Organisers of the Caboolture Festival are urging the community to support the businesses, venues and vendors who are involved.
While some of the 28 events scheduled for the three-week celebration have been cancelled, organisers remain hopeful some will go ahead.
They say that with uncertainty surrounding the lifting of the current lockdown, it’s important for the community to support local businesses even if events can’t be held.
“The current lockdown and unknown future have resulted in heart-breaking program disruptions and event cancellations,” organisers say.
“While this is the right thing to do to keep our community safe, it's certainly daunting for all businesses involved.
“We’d like to thank all of our stakeholders involved with Caboolture Family Fun Day and Caboolture Festival for all of their support and patience as we navigate through this challenging time.”
Among the programmed events not going ahead as originally planned are:
The organisers say before they announce further details, they will await further advice from Queensland Health over the next week.
While the Homestead Country Music Club made the tough decision to cancel their annual Youth Talent Expo, they say it will be back better than ever in 2022.
In the meantime, you can still show your support by popping over to their Facebook page here for updates on other events they’ll be hosting in the next 12 months.
The Caboolture Aeroclub has also decided to cancel its “Just Winging It” event which was to be held on 15 August.
“We just see this as a necessary postponement. We will run this at another time, bigger and better and show the real value of this airfield to the community,” Caboolture Aeroclub president Peter Coburn says.
The aeroclub hosts regular activities throughout the year - stay up to date via their Facebook page.
The aerodrome is also home to The Australian Vintage Aviation Society (TAVAS) Museum, which reopened last month after a break and is open Thursday-Sunday, 10am-3pm.
While LuvaBerry Strawberry Farm is closed because of the latest COVID-19 restrictions, you can still enjoy their berry deliciousness by ordering through their online shop. There you’ll find berry dust, berry clusters, freeze-dried berries and chocolate heaven bundles….yum! Click here for more.
Just because Gather and Feast's High Tea event as part of Caboolture Festival has been postponed due to lockdown doesn't mean you can't treat yourself to their delicious take-away meals. They’re open every day, with a full menu to enjoy at home and daily boxed specials – think a brunch box for two adults and two children or mini banana bread loaves to toast at your leisure. There’s even vegan and vegetarian options available. Check out their Facebook page and help support this amazing business during these tough times.
The Caboolture Sports Club, which was hosting events as part of the festival, is closed for now and plans to reopen once restrictions lift.
Home to The Mill restaurant with a modern Australian menu where the freshest ingredients shine and the Laneway Café where you’ll find all-day dining and an array of mouth-watering desserts, the venue’s a favourite with members and guests alike.
There’s also Tempo Lounge and Bar and The Yard Bar, where you can enjoy a bevvy or two with family and friends, as well as functions spaces.
Check in with the club’s Facebook page to stay up to date with what’s coming up and when they will reopen.
The Caboolture Regional Art Gallery is currently closed due to COVID-19 restrictions, but in good news it is home to two exhibitions that run mid-September, so there’s still plenty of time for a visit once lockdown ends.
Her beauty and her terror features work from contemporary artists and explores the Australian landscape in its extremities, subtleties and forms to consider our connection to it.
The Australian landscape can instil fear and inspire awe - it is an ecosystem that is entirely its own.
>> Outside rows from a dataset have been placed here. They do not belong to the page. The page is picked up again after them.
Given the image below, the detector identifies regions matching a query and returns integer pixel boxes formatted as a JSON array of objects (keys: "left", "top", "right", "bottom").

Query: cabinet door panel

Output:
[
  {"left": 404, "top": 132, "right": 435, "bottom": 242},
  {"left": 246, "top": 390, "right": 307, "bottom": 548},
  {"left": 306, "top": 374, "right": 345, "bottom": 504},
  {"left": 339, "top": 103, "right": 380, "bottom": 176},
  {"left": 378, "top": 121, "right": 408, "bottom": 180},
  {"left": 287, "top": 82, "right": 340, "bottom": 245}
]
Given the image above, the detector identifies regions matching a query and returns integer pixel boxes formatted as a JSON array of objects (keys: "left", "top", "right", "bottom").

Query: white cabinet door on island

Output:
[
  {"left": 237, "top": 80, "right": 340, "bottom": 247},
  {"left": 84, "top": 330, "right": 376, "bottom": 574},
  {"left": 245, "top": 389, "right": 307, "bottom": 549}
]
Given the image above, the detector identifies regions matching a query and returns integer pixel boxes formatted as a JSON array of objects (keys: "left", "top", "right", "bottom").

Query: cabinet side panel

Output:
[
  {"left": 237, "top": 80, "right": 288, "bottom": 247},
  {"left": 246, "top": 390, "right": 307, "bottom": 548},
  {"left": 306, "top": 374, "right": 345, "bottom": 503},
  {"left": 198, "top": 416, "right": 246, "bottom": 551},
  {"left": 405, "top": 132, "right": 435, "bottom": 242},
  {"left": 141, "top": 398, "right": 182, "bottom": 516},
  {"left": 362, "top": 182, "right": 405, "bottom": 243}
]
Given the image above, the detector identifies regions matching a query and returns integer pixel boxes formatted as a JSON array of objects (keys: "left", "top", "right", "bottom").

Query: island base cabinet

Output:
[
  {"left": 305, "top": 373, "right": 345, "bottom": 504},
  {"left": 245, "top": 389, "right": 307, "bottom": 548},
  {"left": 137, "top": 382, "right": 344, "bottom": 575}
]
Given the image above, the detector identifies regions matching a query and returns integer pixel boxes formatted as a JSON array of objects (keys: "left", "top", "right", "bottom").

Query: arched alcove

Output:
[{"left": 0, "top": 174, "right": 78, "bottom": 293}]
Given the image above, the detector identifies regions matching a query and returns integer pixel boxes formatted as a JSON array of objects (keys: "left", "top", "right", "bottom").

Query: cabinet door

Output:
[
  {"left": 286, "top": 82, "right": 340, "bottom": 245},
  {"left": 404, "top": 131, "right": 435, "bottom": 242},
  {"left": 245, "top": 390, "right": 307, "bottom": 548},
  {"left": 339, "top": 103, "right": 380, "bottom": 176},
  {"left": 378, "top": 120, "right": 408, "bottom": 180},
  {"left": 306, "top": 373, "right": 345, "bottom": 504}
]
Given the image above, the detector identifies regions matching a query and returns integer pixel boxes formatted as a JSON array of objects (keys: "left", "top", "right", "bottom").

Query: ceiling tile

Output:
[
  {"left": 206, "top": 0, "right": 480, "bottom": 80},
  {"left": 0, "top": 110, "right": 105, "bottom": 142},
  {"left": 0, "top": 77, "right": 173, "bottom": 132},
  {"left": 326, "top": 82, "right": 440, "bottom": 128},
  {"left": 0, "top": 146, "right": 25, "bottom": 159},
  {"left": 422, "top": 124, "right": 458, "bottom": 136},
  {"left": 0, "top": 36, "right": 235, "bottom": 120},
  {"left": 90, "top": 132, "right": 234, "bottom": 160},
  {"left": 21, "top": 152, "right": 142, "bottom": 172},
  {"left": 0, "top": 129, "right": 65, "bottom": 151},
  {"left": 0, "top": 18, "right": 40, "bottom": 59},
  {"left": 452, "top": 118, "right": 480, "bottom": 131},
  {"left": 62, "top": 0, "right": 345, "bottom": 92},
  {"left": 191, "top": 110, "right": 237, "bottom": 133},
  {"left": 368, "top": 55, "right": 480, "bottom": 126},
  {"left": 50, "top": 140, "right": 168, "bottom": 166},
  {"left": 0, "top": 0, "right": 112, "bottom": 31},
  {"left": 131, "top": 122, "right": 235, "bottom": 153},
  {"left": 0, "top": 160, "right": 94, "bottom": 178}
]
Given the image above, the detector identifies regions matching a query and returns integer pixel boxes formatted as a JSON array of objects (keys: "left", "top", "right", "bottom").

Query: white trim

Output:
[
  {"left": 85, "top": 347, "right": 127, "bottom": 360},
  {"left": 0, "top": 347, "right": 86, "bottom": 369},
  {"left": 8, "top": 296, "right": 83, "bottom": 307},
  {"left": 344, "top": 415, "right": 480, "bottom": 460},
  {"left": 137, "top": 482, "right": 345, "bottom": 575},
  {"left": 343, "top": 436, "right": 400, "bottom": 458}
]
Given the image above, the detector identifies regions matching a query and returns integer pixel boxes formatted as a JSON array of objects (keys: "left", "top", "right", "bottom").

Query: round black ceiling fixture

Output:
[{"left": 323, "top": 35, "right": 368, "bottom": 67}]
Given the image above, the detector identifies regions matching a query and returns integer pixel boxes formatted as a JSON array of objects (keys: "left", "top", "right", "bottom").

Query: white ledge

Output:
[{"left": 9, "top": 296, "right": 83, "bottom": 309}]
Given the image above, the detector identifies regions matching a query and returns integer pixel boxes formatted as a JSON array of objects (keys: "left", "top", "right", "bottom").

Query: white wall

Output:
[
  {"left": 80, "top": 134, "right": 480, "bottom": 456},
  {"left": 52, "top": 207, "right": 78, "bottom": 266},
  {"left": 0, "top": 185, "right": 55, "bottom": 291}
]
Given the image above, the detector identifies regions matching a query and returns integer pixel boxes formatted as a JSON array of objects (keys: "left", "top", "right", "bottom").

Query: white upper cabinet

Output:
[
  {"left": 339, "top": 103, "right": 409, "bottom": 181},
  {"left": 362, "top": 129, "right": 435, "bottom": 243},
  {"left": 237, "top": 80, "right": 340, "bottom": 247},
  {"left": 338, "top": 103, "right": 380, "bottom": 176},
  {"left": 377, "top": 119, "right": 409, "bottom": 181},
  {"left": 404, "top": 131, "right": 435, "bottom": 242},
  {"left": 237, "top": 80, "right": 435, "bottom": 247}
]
The picture of Australia evoked by Dorothea Mackellar’s words in her poem My Country still rings true more than 100 years later.
Ours is a land that is beautiful and terrifying, it can be harsh just as it is nurturing.
In Textural convergence, which opens on August 17, two artists explore possibilities of meaning through the diversity of perception and memories.
They uncover reality and imagination, reveal hidden expressiveness of form, and bring permanence and radiance to maximise simplicity and beauty in two- and three-dimensional space.
Lucy and Ziggy are professional fine artists who through the richness of textural experimentation unearth the unpredictability of themes, moods and emotions.
In Lucy’s work, nature acts as a metaphor for lived experience, and everything that lies beneath becomes the subject matter.
Her work embodies the associations present in nature with human expression and experience.
On the other hand, Ziggy’s works express the emotional weight of a sculpture through the mysterious and elusive gesture that captures the intended meaning or a story.
Once the gallery reopens, you can visit Tuesday-Saturday, 10am-4pm.
Caboolture Regional Art Gallery, 4 Hasking St, Caboolture.